- Published on
Voice AI Backend — Speech-to-Text, NLU, and Response Generation
- Authors

- Name
- Sanjeev Sharma
- @webcoderspeed1
Introduction
Voice interfaces unlock hands-free interaction, accessibility, and natural communication. Building production voice AI requires handling real-time transcription, processing spoken language nuances (incomplete sentences, filler words, casual grammar), and generating natural responses. This guide covers the full voice stack: transcription, NLU, response generation, and optimization for ultra-low latency.

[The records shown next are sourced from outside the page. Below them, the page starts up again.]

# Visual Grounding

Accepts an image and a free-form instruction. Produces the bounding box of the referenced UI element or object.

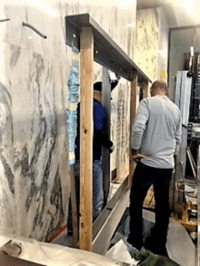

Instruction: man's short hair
[151,80,168,91]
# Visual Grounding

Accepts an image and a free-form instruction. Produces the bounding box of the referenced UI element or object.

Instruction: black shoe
[144,238,168,257]
[127,237,143,251]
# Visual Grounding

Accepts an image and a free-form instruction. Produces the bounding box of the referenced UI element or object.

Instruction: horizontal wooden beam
[65,13,151,84]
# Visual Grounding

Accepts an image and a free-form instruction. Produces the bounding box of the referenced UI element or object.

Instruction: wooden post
[128,73,137,187]
[102,67,111,206]
[80,27,94,251]
[143,81,150,98]
[196,144,200,266]
[70,165,78,248]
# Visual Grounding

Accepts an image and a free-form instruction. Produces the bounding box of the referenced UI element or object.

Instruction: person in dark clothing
[68,81,118,233]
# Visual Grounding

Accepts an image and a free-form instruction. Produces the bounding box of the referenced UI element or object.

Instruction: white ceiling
[137,0,200,28]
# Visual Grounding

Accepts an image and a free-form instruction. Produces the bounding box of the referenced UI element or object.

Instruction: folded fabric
[131,251,180,266]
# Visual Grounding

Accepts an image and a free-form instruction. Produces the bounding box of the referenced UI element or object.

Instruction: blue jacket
[75,99,112,161]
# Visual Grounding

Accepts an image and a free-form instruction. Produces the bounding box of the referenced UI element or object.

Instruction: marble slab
[0,0,136,241]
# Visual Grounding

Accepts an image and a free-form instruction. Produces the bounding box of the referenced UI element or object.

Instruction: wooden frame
[65,14,151,251]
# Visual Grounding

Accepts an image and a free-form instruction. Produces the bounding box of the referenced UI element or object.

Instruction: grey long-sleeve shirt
[131,96,182,169]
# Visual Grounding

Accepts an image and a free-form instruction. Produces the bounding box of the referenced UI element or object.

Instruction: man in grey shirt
[127,80,182,255]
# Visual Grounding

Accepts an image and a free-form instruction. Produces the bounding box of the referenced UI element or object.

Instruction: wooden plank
[180,71,192,127]
[65,13,151,83]
[92,187,130,255]
[93,177,128,239]
[175,71,182,108]
[128,74,137,186]
[197,145,200,266]
[70,165,78,248]
[80,27,94,251]
[102,67,111,206]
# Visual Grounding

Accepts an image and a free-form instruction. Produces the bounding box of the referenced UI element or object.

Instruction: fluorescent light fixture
[183,0,194,14]
[118,0,136,8]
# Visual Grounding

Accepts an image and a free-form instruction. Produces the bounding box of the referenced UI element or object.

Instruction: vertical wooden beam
[196,144,200,266]
[70,165,78,248]
[80,27,94,251]
[128,73,137,186]
[102,67,111,206]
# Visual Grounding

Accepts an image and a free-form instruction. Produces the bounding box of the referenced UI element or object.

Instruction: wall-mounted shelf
[66,13,151,85]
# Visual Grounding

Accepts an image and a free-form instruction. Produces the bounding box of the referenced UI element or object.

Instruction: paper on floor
[105,239,138,265]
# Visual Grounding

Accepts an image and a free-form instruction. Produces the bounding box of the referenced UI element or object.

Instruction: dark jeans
[128,162,173,250]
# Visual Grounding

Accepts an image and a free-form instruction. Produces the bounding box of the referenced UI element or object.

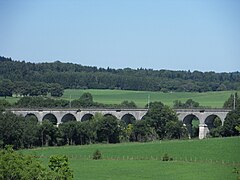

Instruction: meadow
[62,89,240,108]
[0,89,240,108]
[20,137,240,179]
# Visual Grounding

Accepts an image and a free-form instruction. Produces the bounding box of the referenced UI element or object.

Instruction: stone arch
[81,113,93,121]
[140,114,147,120]
[61,113,77,123]
[42,113,57,125]
[121,113,136,124]
[25,113,39,123]
[204,114,223,130]
[103,113,117,118]
[183,114,200,138]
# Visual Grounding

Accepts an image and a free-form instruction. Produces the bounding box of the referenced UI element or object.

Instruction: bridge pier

- Whisper for Transcription
- Streaming Transcription with WebSockets
- Speaker Diarization
- Punctuation Restoration
- Intent Extraction from Transcription
- Voice-Specific Prompt Design
- Text-to-Speech for Responses
- Latency Optimization for Voice
- Telephony Integration
- Checklist
- Conclusion
Whisper for Transcription
Use OpenAI''s Whisper for accurate speech-to-text:
type AudioFormat = 'mp3' | 'wav' | 'aac' | 'flac';
type TranscriptionMode = 'real-time' | 'batch' | 'streaming';
interface TranscriptionResult {
text: string;
confidence: number;
duration: number; // seconds
language: string;
segments?: Array<{ start: number; end: number; text: string }>;
}
async function transcribeAudio(
audioData: Buffer | ReadableStream<Buffer>,
format: AudioFormat,
mode: TranscriptionMode = 'batch'
): Promise<TranscriptionResult> {
if (mode === 'real-time' || mode === 'streaming') {
return transcribeStreaming(audioData as ReadableStream<Buffer>, format);
}
// Batch mode
return transcribeBatch(audioData as Buffer, format);
}
async function transcribeBatch(
audioBuffer: Buffer,
format: AudioFormat
): Promise<TranscriptionResult> {
const response = await openai.audio.transcriptions.create({
file: new File([audioBuffer], `audio.${format}`),
model: 'whisper-1',
language: 'en',
response_format: 'verbose_json'
});
return {
text: response.text,
confidence: response.words ? calculateConfidence(response.words) : 0.95,
duration: response.duration || 0,
language: 'en',
segments: response.segments
};
}
function calculateConfidence(words: any[]): number {
if (words.length === 0) return 0;
const avg = words.reduce((sum, w) => sum + (w.confidence || 1), 0) / words.length;
return avg;
}
Streaming Transcription with WebSockets
Enable real-time voice input:
interface StreamingTranscriptionSession {
sessionId: string;
startTime: Date;
interimTranscript: string;
finalTranscript: string;
confidence: number;
}
async function transcribeStreaming(
audioStream: ReadableStream<Buffer>,
format: AudioFormat
): Promise<TranscriptionResult> {
const chunks: Buffer[] = [];
let interimText = '';
return new Promise((resolve, reject) => {
audioStream.on('data', async (chunk: Buffer) => {
chunks.push(chunk);
// Process every 1 second of audio (~32KB at 16kHz)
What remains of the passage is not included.